Report: State courts and private debt companies are hurting consumers
Stephon Johnson | 3/1/2018, 10:18 a.m.
“In Virginia, professionals who borrowed money for school or technical training run the risk of losing their professional licenses if they run into trouble paying their student loans,” said VanValkenburg in a statement. “People can’t pay their loans if they’ve lost the ability to work. As a teacher, I see students limiting their career choices because of increasing levels of student loan debt. We need teachers, firefighters and health care professionals.”

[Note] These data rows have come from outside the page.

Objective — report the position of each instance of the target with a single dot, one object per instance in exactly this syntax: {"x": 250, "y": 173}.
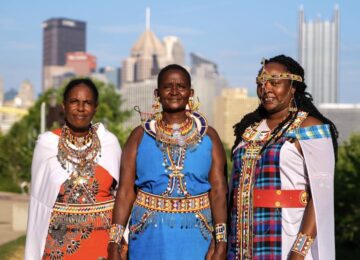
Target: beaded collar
{"x": 163, "y": 134}
{"x": 78, "y": 153}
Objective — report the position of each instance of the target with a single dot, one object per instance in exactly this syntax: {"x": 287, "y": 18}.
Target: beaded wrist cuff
{"x": 220, "y": 233}
{"x": 116, "y": 234}
{"x": 302, "y": 244}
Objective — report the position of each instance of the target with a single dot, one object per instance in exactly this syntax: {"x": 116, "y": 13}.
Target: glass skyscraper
{"x": 319, "y": 56}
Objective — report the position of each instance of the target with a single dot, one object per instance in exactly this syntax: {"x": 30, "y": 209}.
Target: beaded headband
{"x": 263, "y": 77}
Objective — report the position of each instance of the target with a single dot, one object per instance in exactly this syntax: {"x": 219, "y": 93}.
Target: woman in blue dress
{"x": 172, "y": 182}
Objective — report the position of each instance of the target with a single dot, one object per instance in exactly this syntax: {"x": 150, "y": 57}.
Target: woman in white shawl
{"x": 74, "y": 171}
{"x": 281, "y": 203}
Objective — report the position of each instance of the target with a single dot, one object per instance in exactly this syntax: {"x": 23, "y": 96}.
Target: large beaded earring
{"x": 292, "y": 105}
{"x": 156, "y": 107}
{"x": 193, "y": 105}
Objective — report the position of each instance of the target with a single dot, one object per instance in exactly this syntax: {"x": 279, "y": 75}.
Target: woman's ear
{"x": 293, "y": 90}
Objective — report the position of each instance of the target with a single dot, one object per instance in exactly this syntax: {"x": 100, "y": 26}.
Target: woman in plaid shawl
{"x": 281, "y": 191}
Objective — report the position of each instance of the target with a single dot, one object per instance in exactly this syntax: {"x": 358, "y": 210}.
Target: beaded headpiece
{"x": 264, "y": 76}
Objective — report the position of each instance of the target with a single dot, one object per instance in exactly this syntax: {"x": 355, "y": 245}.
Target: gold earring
{"x": 156, "y": 108}
{"x": 156, "y": 104}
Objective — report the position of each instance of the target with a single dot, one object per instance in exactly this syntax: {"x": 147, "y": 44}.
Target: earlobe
{"x": 293, "y": 90}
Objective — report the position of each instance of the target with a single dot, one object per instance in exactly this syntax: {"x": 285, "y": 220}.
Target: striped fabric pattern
{"x": 267, "y": 221}
{"x": 311, "y": 132}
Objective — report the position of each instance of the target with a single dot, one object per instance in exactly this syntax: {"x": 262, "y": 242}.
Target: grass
{"x": 13, "y": 250}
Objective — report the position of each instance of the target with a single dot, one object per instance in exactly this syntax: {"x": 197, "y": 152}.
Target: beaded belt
{"x": 172, "y": 204}
{"x": 63, "y": 208}
{"x": 280, "y": 198}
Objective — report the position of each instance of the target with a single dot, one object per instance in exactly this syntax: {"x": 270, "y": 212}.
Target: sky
{"x": 234, "y": 34}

Locally, New York State Attorney General Eric Schneiderman joined 20 other AGs and signed off on a letter to Education Secretary Betsy DeVos demanding they not reauthorize the accrediting agency, Accrediting Council for Independent Colleges and Schools, that approved of predatory loans for for-profit schools.

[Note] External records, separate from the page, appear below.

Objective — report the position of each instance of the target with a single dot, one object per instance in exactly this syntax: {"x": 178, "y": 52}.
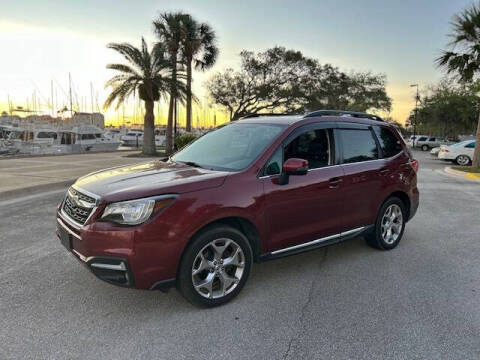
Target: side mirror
{"x": 294, "y": 166}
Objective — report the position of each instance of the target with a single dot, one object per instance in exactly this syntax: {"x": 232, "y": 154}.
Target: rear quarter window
{"x": 389, "y": 143}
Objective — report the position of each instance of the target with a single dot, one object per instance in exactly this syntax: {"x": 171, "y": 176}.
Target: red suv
{"x": 256, "y": 189}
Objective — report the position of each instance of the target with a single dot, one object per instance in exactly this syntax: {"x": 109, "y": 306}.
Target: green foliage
{"x": 287, "y": 81}
{"x": 184, "y": 139}
{"x": 146, "y": 72}
{"x": 448, "y": 109}
{"x": 462, "y": 57}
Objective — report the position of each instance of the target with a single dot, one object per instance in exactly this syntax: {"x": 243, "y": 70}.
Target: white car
{"x": 435, "y": 151}
{"x": 461, "y": 153}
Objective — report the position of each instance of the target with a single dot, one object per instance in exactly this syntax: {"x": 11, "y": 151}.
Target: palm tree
{"x": 199, "y": 49}
{"x": 146, "y": 72}
{"x": 463, "y": 57}
{"x": 168, "y": 28}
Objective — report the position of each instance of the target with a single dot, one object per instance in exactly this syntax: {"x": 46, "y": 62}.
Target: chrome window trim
{"x": 317, "y": 241}
{"x": 62, "y": 224}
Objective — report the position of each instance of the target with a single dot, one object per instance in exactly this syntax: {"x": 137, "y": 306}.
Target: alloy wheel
{"x": 218, "y": 268}
{"x": 463, "y": 160}
{"x": 392, "y": 223}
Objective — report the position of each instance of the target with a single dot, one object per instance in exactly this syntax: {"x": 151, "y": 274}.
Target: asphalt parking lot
{"x": 347, "y": 301}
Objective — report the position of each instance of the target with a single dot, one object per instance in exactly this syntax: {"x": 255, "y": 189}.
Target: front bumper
{"x": 122, "y": 256}
{"x": 446, "y": 156}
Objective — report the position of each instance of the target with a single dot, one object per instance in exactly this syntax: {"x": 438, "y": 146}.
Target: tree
{"x": 146, "y": 72}
{"x": 198, "y": 49}
{"x": 287, "y": 81}
{"x": 463, "y": 55}
{"x": 448, "y": 109}
{"x": 169, "y": 30}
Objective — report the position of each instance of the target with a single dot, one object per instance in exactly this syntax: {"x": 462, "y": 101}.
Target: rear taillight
{"x": 414, "y": 164}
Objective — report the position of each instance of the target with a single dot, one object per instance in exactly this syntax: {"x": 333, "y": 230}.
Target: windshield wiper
{"x": 191, "y": 163}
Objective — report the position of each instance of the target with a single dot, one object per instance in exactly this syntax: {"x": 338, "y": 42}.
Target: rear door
{"x": 362, "y": 168}
{"x": 310, "y": 206}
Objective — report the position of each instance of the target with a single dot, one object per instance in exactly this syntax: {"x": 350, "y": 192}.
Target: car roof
{"x": 289, "y": 120}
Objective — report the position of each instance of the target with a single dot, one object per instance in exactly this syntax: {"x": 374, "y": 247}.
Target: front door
{"x": 308, "y": 207}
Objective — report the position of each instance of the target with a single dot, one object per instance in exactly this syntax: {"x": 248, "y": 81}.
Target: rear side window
{"x": 389, "y": 143}
{"x": 358, "y": 145}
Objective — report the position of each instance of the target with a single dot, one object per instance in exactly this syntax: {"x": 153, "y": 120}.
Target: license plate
{"x": 65, "y": 237}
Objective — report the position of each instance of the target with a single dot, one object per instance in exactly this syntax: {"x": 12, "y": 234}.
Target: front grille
{"x": 72, "y": 205}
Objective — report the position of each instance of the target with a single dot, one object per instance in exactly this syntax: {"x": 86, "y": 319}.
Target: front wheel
{"x": 215, "y": 266}
{"x": 389, "y": 225}
{"x": 462, "y": 160}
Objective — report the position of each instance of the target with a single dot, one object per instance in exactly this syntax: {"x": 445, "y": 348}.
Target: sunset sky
{"x": 42, "y": 41}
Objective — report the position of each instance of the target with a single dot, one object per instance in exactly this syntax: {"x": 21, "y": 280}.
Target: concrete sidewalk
{"x": 22, "y": 176}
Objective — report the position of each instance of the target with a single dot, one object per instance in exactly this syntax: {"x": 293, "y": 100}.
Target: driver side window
{"x": 313, "y": 145}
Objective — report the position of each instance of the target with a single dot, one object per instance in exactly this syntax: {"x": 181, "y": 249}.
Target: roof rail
{"x": 268, "y": 114}
{"x": 343, "y": 113}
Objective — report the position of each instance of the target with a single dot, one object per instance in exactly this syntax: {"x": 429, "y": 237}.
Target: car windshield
{"x": 232, "y": 147}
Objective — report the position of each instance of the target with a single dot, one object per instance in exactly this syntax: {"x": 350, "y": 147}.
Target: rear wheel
{"x": 462, "y": 160}
{"x": 215, "y": 266}
{"x": 389, "y": 225}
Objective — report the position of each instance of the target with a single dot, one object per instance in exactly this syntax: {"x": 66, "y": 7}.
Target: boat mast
{"x": 70, "y": 89}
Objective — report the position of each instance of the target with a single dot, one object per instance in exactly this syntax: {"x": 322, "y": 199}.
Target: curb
{"x": 462, "y": 174}
{"x": 32, "y": 190}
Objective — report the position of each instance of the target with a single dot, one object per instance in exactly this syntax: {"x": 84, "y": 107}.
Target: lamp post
{"x": 415, "y": 116}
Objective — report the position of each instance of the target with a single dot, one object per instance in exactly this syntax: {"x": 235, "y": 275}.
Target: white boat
{"x": 43, "y": 140}
{"x": 134, "y": 138}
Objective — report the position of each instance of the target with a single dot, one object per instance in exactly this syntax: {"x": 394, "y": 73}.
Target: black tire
{"x": 460, "y": 160}
{"x": 185, "y": 279}
{"x": 375, "y": 238}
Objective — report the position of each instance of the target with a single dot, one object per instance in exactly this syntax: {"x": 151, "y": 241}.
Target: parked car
{"x": 435, "y": 151}
{"x": 461, "y": 153}
{"x": 256, "y": 189}
{"x": 428, "y": 142}
{"x": 413, "y": 138}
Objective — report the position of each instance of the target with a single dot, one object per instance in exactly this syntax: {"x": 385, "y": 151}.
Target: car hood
{"x": 149, "y": 179}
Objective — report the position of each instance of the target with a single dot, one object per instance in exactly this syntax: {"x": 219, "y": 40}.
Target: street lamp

“For years, thousands of students were duped into pursuing degree programs that essentially had no real world value—saddling many New Yorkers with mountains of debt and very few job prospects,” stated Schneiderman. “As an accreditor, ACICS had a basic responsibility to protect those students, but, instead, allowed them to be taken advantage of by predatory for-profit colleges. Secretary DeVos must do her job to protect students by rejecting ACICS’s petition to regain its status as a nationally recognized accreditor. ACICS thoroughly failed students before and it cannot be entrusted with that responsibility again.”